Violence and anti-social behaviour on rise on Longford trains

Revealed: Over 200 incidents of unruly behaviour

Liam Cosgrove

Reporter:

Liam Cosgrove

Email:

liam.cosgrove@longfordleader.ie

IrishRail

Violence and anti-social behaviour on rise on trains

Calls for additional security to be installed on trains look set to resurface after latest figures showed there have been more than 200 incidents of violence and anti-social behaviour on services to and from Longford since 2017.

Intimidation and disruptive passengers accounted for over three quarters of reported episodes of unruly conduct during that time with 164 cases being documented and investigated by Irish Rail bosses.

The figures, obtained by the Leader under the Freedom of Information Act, also reveal how begging, vandalism and theft have likewise come in for scrutiny.

Almost all (nine) of the reported begging incidents took place on the Longford to Dublin commuter service with 11 out of 13 alleged vandalism attacks also taking place on the same route.

There were a further combined 71 complaints of intimidation and disorderly passengers with the Dublin Connolly Station to Sligo network accounting for a further 86 alleged incidents.

Harassment, drug use, assaults, noisy behaviour and theft led to a further 25 reports by passengers between both services during 2017 and 2019.

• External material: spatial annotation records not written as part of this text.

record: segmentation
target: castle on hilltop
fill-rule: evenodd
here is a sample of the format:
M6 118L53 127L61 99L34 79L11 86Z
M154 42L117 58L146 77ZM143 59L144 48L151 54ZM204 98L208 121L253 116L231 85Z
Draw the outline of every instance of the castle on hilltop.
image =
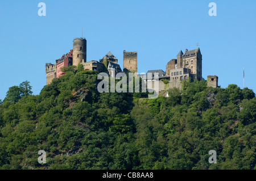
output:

Independent Cllr Gerry Warnock said the merit in drafting in additional security measures like those seen in other areas of public transport was plainly evident.

“I would be all for it and we have all seen the success of it on the Luas in Dublin,” he noted.

“Something like that would certainly be a deterrent to that type of behaviour and keep the public safe.”

There have also been calls for State-sponsored travel passes to be revoked from people who are found to be unruly on public transport.

Read also: Gardaí urge Longford folk to be vigilant

Cllr Warnock said whatever reforms were needed, he urged Irish Rail chiefs to follow through on them in a bid to clamp down on rowdy and illegal behaviour on local train services.

“It just seems to be the way things have gone,” he said in response to the figures.

“Unfortunately, these kind of incidents just seem to be a fact of life but we, as a society, have to do everything we possibly can to counter it.”

According to Cllr Seamus Butler, the onus in stamping out unsavoury conduct on trains should fall at the behest of the State-owned railway company itself.

“I think Irish Rail's paramount concern and duty should be the protection and health and safety of its passengers,” he said.

And, rather join the growing clamours of support for a specialist garda unit to be rolled out to control anti-social behaviour, the local businessman said lessons could be learned from policies implemented across the Irish Sea.

“What I would call for is a dedicated transport police to be set up, similar to what's in place in the UK,” he added.

“With the continued increase in passenger numbers, proportionally you are going to have more anti-social behaviour occurring and in that respect establishing a transport policing authority makes perfect sense.”

The figures come amid fresh appeals for a dedicated garda unit to police railways and protect against anti-social behaviour during busy travel periods.